Sarah Jones was the 2nd Assistant camera operator. Her job is to run the camera for the Director of Photography who will be busy looking down the view finder. The frame rate, the aperture settings, the smooth running of the camera is her responsibility. When the DOP needs to change focus quickly, as characters move around a scene, Sarah would be helping with that. Before each take she holds up an electronic slate in front of the lens which contains the Scene number, Shot number and Take number. This information is vital to logging the growing material that the editor must assemble later on. They used to be called a Clapper Board, but things have moved on.
Friends of Sarah Jones started a Facebook page four days ago called “Slates for Sarah” where film folks are invited to put her name on a slate, photograph it and upload it with a message.
Well ! The response is ballistic. At the time of writing, over 60,000 people around the world have contributed. The crews of major TV shows and feature films in production have put Sarah’s name on their slate. The outpouring of sadness and solidarity is overwhelming.

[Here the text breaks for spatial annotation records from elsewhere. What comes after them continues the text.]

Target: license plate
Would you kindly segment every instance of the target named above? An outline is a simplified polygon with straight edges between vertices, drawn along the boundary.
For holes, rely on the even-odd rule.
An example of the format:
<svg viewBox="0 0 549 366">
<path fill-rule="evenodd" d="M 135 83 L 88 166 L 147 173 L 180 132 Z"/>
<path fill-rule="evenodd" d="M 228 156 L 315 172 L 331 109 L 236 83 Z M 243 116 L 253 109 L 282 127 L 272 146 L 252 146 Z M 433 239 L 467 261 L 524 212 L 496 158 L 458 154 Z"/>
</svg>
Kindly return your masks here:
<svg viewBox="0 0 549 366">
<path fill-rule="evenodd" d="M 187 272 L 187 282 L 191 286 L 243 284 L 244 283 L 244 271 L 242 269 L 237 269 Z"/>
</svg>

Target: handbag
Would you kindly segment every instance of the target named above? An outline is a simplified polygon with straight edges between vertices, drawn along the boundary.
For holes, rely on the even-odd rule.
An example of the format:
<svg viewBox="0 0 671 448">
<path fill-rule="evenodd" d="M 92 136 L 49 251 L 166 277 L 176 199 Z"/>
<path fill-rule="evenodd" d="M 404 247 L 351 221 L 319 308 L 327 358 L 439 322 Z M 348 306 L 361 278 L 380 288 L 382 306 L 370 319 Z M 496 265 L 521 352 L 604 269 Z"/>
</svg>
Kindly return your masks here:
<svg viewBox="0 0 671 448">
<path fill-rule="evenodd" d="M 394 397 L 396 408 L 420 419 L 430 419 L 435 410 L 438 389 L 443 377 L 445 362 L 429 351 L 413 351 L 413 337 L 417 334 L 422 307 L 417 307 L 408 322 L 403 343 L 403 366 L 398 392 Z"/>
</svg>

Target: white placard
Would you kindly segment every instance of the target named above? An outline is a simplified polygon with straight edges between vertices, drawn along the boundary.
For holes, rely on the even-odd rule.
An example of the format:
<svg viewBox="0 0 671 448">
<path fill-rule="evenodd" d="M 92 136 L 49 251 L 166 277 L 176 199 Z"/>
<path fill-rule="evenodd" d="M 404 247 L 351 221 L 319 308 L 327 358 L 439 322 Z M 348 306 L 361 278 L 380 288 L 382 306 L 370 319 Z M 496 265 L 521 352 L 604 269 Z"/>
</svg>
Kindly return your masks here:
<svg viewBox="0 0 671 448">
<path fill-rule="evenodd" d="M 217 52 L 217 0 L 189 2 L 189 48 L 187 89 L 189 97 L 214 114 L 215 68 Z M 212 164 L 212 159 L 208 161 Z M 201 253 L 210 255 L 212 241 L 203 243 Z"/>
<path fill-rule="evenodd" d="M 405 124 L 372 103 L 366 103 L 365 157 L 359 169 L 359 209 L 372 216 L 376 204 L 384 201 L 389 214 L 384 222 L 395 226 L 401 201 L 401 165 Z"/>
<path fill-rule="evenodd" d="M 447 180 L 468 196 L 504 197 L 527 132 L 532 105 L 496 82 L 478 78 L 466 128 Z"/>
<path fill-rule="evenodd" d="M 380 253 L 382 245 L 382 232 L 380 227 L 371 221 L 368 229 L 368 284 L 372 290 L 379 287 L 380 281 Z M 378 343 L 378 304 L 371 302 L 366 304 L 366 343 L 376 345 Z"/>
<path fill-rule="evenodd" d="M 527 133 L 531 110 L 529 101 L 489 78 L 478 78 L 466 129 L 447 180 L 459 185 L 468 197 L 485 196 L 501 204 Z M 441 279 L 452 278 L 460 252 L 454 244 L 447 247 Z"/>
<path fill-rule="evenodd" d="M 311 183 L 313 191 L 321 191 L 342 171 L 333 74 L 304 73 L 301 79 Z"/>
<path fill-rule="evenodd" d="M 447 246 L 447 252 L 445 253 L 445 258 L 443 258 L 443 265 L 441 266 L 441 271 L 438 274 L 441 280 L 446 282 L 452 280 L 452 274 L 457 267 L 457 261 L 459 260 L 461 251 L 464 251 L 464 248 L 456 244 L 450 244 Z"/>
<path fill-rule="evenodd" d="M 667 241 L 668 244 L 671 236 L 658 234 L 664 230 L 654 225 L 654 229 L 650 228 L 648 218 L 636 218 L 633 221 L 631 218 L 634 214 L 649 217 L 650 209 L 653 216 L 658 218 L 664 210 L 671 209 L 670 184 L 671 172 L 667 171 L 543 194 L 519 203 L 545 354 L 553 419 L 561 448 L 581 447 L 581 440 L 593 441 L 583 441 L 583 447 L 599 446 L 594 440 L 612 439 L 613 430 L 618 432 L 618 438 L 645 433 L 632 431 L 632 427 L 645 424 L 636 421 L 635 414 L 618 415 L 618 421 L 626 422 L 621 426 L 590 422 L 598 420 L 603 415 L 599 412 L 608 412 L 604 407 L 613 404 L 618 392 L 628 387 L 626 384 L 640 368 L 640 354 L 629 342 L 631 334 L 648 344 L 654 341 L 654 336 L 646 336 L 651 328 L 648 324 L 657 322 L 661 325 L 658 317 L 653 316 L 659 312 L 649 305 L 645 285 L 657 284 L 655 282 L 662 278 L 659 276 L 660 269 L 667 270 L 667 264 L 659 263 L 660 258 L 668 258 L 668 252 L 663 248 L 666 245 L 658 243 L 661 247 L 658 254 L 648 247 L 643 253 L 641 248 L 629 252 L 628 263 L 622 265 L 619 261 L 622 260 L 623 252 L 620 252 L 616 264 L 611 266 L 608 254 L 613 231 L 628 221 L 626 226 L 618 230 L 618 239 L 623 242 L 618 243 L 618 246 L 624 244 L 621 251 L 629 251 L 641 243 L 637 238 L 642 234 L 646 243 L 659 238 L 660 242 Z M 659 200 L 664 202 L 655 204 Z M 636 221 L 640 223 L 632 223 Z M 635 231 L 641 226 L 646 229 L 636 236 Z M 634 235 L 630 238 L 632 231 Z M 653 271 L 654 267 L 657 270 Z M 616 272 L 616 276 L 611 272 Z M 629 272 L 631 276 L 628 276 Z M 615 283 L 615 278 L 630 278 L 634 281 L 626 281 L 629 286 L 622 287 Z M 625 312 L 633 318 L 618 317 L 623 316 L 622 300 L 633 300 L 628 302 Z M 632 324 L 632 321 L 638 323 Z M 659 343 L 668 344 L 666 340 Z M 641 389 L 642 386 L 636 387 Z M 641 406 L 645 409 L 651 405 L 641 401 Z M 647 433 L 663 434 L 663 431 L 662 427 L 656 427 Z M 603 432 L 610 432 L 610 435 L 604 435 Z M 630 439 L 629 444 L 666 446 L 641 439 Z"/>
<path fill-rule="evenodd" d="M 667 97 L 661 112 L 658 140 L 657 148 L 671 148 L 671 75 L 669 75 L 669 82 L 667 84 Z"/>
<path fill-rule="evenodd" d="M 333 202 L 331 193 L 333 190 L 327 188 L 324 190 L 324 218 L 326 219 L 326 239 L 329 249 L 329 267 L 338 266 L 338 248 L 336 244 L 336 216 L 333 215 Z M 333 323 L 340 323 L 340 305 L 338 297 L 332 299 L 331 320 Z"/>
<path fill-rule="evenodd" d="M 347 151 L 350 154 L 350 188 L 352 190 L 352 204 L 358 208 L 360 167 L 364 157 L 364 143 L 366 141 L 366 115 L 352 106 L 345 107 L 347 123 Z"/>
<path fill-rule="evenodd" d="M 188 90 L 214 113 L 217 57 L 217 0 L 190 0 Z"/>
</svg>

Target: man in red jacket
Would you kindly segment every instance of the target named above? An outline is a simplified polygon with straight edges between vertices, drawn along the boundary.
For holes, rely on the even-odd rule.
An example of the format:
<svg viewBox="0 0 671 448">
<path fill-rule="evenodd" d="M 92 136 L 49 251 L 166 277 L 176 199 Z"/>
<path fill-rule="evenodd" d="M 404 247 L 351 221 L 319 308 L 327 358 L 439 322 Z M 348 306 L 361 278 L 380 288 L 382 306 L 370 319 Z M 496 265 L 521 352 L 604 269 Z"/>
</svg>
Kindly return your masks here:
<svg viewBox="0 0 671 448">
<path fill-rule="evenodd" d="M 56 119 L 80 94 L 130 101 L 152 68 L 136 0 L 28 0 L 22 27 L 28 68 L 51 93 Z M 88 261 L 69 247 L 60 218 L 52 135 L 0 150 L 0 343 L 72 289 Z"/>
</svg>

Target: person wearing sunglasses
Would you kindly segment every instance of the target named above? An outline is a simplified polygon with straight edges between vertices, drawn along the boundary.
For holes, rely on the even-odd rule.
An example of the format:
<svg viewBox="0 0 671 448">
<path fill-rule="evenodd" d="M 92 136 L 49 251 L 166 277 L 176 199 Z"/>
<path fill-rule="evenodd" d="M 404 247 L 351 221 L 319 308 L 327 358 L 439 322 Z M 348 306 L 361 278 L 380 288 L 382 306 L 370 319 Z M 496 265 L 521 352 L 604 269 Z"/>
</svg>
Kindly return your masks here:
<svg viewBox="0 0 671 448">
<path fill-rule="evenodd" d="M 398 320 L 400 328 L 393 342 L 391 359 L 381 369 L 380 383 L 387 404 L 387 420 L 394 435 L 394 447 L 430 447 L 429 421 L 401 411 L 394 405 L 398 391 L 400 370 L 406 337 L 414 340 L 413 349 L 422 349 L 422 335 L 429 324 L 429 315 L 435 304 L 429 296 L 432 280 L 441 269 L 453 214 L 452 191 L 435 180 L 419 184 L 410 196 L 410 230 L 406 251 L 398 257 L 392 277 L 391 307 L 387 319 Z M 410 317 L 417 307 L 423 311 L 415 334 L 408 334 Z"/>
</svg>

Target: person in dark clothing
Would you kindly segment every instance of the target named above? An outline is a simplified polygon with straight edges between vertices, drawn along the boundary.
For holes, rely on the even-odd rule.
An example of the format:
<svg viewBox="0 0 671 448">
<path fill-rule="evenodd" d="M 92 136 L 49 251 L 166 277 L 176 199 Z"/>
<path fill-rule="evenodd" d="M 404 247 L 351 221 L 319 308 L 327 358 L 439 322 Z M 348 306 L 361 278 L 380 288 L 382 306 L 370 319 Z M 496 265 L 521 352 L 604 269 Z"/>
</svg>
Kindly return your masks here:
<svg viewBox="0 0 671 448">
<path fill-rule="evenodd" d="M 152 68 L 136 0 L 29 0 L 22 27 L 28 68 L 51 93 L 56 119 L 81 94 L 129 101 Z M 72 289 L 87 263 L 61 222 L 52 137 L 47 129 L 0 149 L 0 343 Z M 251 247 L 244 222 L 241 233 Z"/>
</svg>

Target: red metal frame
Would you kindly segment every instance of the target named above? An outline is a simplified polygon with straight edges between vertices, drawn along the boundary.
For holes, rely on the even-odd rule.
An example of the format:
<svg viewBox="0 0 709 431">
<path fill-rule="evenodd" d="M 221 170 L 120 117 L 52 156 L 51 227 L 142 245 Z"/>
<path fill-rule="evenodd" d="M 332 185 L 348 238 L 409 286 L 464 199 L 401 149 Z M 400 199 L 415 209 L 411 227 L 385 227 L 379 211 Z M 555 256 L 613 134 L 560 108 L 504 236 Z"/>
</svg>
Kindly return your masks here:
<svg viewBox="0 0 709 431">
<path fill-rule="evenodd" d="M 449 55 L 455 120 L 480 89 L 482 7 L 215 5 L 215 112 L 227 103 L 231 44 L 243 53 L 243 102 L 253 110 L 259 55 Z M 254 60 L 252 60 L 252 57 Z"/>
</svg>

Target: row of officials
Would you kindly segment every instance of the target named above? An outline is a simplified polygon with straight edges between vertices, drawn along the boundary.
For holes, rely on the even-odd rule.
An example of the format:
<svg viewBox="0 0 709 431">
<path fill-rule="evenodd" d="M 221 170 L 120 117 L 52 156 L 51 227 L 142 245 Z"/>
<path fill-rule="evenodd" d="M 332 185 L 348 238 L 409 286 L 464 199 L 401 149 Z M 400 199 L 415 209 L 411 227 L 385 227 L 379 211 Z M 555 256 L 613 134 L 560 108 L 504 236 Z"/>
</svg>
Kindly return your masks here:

When, at the end of a film the warm glow of the house lights fade up, you walk away as the, seemingly endless credits of people doing jobs that no one has ever heard of by people you will never meet roll up the screen, remember this – they are all just like Sarah and the 60,000 people who have joined her posthumous Facebook page.
The film industry has some strange habits and rituals. At the end of the day, the last shot is known as the Martini shot, because the next shot will be out of a glass. The last shot before lunch is the Orson Welles, and the penultimate shot of the day is the Abby Singer.
Abby was a very efficient Assistant Director in the 1950’s who would be able to anticipate when the Director would be finished on a scene; he would already have mobilised most of the crew so that the move would be half done before the director even knew it. When asked by the crew how many more shots today Abby? he would invariably reply, ‘This shot and one more‘ He was always right. Hence the 2nd to last shot.
The ill-fated dream sequence on a rail track in Georgia, when feckless producers allowed the crew onto that “live” Railway track last week was the first slate, the first shot and the first take of Sarah’s last day. Many in the business want the first shot of the day to be known as the “Jonesy”
Nobody knows now what the ramifications of Sarah’s death , but there will be some and for the better. Crew members who used to trust that the execs had everything covered will be more cautious in future and maybe be more confident in challenging orders that put them and their friends in danger.
On the Slates for Sarah page one cameraman quoted her last words “I can’t carry all this stuff” and followed it with “we will take it from here” – Let’s hope so.